1Pediatrics Department, Emergency and Intensive Care unit Service, CHU Hedi Chaker, Sfax, Tunisia; 2Endocrinology-Diabetology Department, CHU Hédi Chaker, Sfax, Tunisia.

Objective: Considering that the patients with Turner syndrome (TS) have a high prevalence of autoimmune disease, an early investigation for digestive system diseases should be carried out in those with TS.

Case 1: A 13-year-old girl, followed for Turner’s syndrome with characteristic facial dysmorphia, developed glaring diarrhea. Colon and endoscopic endoscopic examinations have led to ulcerative colitis. It was put pentasa with a favorable evolution. With a pubertal delay at the age of 15, thyroid assessment was performed concluding hypothyroidism secondary to Graves’ disease. Replacement therapy with thyroid hormones has been prescribed.

Observation 2: An 11-year-old girl without dysmorphia is followed for celiac disease. The evolution under a well-monitored gluten-free diet was marked by the persistence of a weight-loss delay at −3 DS. The search for other associated pathologies has been carried out. The blood karyotype concluded that mosaic Turner syndrome was present and the patient was put on growth hormone therapy.
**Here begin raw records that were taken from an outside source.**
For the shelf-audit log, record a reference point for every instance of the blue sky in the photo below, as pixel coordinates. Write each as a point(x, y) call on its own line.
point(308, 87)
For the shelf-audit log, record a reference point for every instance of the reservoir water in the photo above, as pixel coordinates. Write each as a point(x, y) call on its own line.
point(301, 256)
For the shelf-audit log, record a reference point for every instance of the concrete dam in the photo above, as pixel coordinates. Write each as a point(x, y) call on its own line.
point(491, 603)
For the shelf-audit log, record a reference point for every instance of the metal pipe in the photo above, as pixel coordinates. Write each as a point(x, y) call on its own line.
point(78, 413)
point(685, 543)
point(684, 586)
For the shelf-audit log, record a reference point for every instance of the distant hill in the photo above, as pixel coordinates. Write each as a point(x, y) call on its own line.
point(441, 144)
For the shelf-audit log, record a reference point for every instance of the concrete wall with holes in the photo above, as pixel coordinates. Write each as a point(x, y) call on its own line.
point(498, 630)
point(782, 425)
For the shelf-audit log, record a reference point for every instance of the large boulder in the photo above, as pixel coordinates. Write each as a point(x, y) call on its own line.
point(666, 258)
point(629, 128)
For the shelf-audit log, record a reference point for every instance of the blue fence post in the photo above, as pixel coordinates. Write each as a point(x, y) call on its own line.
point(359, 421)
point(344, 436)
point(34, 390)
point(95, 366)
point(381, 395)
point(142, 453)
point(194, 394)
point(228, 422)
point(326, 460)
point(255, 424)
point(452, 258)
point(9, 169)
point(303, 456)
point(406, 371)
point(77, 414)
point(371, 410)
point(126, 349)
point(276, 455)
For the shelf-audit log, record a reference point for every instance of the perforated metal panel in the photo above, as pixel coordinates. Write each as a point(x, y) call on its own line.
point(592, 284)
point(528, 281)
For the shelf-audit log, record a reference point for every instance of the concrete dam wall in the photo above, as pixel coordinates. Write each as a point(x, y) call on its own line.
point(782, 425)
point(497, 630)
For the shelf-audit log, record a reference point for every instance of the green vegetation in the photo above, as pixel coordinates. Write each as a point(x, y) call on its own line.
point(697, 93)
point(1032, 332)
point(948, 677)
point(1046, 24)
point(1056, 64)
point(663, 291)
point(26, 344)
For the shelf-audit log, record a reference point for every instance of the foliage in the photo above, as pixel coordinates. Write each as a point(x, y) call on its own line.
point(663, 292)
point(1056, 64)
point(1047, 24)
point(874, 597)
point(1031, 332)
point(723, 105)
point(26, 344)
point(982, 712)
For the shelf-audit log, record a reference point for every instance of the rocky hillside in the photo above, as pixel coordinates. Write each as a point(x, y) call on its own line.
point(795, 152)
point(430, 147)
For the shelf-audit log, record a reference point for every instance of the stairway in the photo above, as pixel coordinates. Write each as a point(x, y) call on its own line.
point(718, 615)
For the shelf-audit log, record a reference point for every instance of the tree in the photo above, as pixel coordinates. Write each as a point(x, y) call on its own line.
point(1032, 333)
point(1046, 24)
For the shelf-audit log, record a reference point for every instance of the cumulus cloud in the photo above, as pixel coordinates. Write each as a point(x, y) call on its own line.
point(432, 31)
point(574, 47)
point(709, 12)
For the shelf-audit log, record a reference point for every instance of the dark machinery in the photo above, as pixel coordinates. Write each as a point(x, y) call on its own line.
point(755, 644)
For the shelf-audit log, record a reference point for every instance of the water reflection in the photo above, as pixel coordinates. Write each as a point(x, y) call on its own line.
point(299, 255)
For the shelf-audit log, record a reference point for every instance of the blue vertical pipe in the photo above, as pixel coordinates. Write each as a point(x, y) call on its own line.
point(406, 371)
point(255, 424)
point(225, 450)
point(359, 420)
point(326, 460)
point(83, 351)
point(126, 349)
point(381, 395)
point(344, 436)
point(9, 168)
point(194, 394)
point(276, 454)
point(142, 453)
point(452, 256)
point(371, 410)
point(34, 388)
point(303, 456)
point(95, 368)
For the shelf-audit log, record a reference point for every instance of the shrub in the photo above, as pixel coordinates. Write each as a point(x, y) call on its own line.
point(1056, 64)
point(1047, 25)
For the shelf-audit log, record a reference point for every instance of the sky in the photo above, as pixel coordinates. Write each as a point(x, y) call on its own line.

Observation 3: A 10 years old girl was consulted for short stature. She had also a minor dysmorphic syndrome. Hormonal investigations revealed hypergonadotropic hypogonadism. Pelvic ultrasonography showed a hypoplastic Uterus without visualization of the ovaries. Cytogenetic analysis of peripheral blood revealed a karyotype with 45 chromosomes with one X chromosome missing (45, X). Laboratory investigations revealed normal hematological and biochemical parameters except AST (107 UI/l>45 ui/l), ALT (87 UI/l>45 ui/l) and ALP (819 ui/l>200 ui/l). Hepatotoxic medications and alcohol was ruled out. Abdominal ultrasonography was normal. Serology Hepatitis B and C was negative. Immunological survey showed a Anti-mitochondrial antibodies, Anti-smooth muscle antibody and Anti-LKM1 antibody were negative. But she had a positive Anti-TPO antibody with normal thyroid function tests.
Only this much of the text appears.